Dentre os argumentos usados pela defesa do promotor de ventos Edilson Baracat e sua irmão Denise Baracat, consta “que não há provas nos autos que justifiquem as condenações e, sob o argumento de reconhecimento de colaboração premiada unilateral, dadas às contribuições processuais oferecidas pelo primeiro durante a tramitação do feito, formulam pedido de perdão judicial”. Os argumentos dos irmãos e do MP Eleitoral não foram acolhidos pela relatora do caso, a juíza Clara da Mota Santos Pimenta Alves.

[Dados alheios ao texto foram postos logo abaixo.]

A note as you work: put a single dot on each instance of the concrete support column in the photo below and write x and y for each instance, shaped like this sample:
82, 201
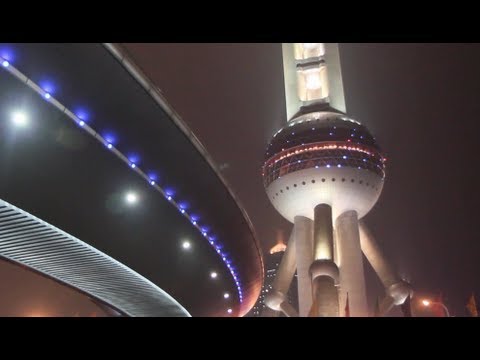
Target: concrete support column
303, 233
376, 258
324, 272
324, 285
323, 233
352, 278
276, 299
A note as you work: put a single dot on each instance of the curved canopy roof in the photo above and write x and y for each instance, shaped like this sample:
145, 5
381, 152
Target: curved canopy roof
93, 134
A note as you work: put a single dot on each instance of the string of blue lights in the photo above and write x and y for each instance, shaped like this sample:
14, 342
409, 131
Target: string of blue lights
80, 119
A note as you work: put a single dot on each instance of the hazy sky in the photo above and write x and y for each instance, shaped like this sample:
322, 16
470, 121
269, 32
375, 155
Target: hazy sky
419, 100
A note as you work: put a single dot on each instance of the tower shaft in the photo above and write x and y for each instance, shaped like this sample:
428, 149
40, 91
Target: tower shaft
350, 262
312, 76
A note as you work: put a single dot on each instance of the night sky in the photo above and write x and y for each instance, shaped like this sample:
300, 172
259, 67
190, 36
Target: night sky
419, 100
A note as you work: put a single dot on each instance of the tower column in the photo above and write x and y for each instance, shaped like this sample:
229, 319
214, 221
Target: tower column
277, 299
350, 262
303, 233
324, 272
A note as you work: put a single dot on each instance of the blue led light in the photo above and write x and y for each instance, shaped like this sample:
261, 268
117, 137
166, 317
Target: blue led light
109, 140
183, 205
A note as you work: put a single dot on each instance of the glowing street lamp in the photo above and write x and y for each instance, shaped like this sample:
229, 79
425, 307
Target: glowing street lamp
131, 198
428, 303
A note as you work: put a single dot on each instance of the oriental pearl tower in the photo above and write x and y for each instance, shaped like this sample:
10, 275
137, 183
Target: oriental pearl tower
324, 172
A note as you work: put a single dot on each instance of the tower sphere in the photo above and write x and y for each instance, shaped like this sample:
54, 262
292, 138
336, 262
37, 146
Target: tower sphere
323, 157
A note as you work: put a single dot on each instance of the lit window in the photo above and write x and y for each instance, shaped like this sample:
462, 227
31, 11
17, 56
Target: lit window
308, 50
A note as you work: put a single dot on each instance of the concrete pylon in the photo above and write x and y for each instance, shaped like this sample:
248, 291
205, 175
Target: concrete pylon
350, 262
323, 270
303, 233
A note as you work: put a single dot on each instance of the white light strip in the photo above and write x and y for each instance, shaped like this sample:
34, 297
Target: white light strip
84, 125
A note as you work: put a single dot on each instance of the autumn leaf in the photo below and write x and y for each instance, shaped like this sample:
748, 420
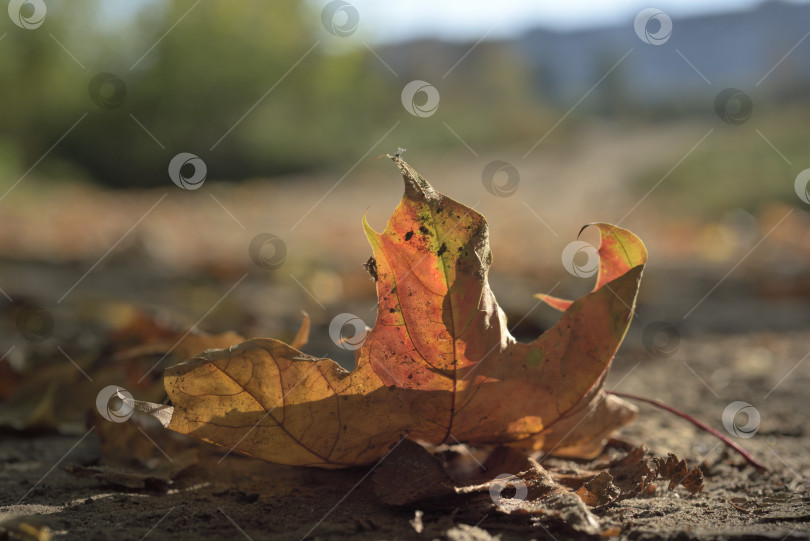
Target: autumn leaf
439, 365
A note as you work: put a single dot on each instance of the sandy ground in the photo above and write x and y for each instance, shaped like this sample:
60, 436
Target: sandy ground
741, 320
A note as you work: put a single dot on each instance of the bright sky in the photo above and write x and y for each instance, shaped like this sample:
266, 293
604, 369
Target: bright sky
396, 20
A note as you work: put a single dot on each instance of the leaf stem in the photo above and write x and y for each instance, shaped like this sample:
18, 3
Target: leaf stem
700, 424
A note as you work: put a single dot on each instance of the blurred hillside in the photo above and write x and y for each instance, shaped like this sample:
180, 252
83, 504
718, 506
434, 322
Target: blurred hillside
263, 89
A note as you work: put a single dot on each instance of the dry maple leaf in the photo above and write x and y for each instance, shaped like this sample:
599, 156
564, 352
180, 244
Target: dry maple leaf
439, 365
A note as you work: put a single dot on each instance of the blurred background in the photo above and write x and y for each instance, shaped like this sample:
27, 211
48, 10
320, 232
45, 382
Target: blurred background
213, 159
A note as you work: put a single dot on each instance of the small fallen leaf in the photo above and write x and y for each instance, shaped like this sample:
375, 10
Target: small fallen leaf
599, 491
439, 365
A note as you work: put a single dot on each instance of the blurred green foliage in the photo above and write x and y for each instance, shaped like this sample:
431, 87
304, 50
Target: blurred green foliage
196, 72
735, 168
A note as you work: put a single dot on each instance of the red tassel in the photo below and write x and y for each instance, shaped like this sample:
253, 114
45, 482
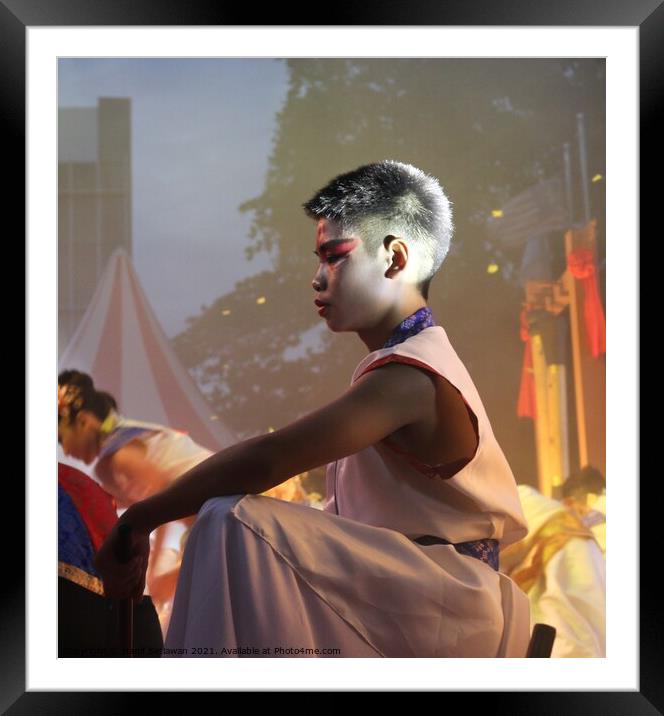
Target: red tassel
582, 267
526, 405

Ela esclareceu que entre a data do recebimento da denúncia, no dia 9 de junho de 2011 até a publicação da sentença condenatória, que se deu no dia 27 de setembro de 2017, pouco mais de seis anos havia se passado. Dessa forma, observou que a prescrição a atingir o primeiro delito é de 16 anos e o segundo é de 8 anos, de modo que em nenhuma das hipóteses ela se deu. 

“Em última análise, o cálculo se reduziria à metade, nos termos do art. 115 do Código Penal, se os Recorrentes contassem com mais de 70 anos na data da sentença (22/09/2017), o que também não ocorre, haja vista que Edilson Baracat nasceu em 14/02/1954 e Denize Baracat em 28 /01/1956, conforme dados extraídos do Cadastro Eleitoral. Afasto, via de consequência, a alegação de prescrição, tanto na modalidade retroativa quanto material, para os dois crimes pelos quais os Recorrentes foram condenados”, colocou a relatora em trecho de seu voto.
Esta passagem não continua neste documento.